0
votes

I'm using an AWS Glue Crawler to crawl a rough 170 GB of avro data to create a Data Catalog table.

There are a couple different schema versions in the avro data but the crawler still manages to combine the data into a single table (I have enabled the "Group by data compatibility and schema similarity - mode").

Here is when things get problematic.

I can only use Athena to run a SELECT COUNT(*) FROM <DB>.<TABLE> query on the data - any other query raises the following error:

GENERIC_INTERNAL_ERROR: Unknown object inspector category: UNION

A brief Google check leads me to believe that this has something to do with the schema in the avro files.

Normally, this is where is would focus my effort BUT: I have been able to do this exact same procedure(AVRO -> crawler -> Glue job -> PARQUET) before, with a smaller avro data set (50GB) having the same issue(only being able to run a count query). Moving on.

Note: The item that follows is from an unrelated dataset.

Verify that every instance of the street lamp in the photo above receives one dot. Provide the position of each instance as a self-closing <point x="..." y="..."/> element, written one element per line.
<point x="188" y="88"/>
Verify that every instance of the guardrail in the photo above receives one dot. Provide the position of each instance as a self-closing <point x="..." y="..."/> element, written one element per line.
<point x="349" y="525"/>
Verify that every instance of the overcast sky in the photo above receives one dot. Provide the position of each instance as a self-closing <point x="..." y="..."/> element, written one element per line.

The the conversion job previously took about an hour. Now, when running the same job on the 170 GB data, the job finishes in a minute because glueContext.create_dynamic_frame.from_catalog now returns an empty frame - no errors, no nothing. The confusion is real as I am able to run a COUNT query in Athena on the same table that the job is using, returning a count of 520M objects.

Does anyone have an idea what the problem might be?

A couple of things that might be relevant:

  • The COUNT query returns 520M but the recordCount in table properties says 170M records.
  • The data is stored in 300k .avro files with size 2MB-30MB
  • Yes, the crawler is pointed to the folder with all the files, not to a file (common crawler gotcha).
  • The previous attempt with a smaller data set(50 GB) was 100% successful - I could crawl the parquet data and query it with Athena (tested many different queries, all working)
1

1 Answers

1
votes

We had the same issue and could solve it as follows.

In our avro schema there was a record with mixed field types, i.e., some were of the form "type" : [ "string" ], others of the form "type" : [ "null", "string" ].

Changing this manually to [ "null", "string" ] everywhere, we were able to use the table in Athena without any issues.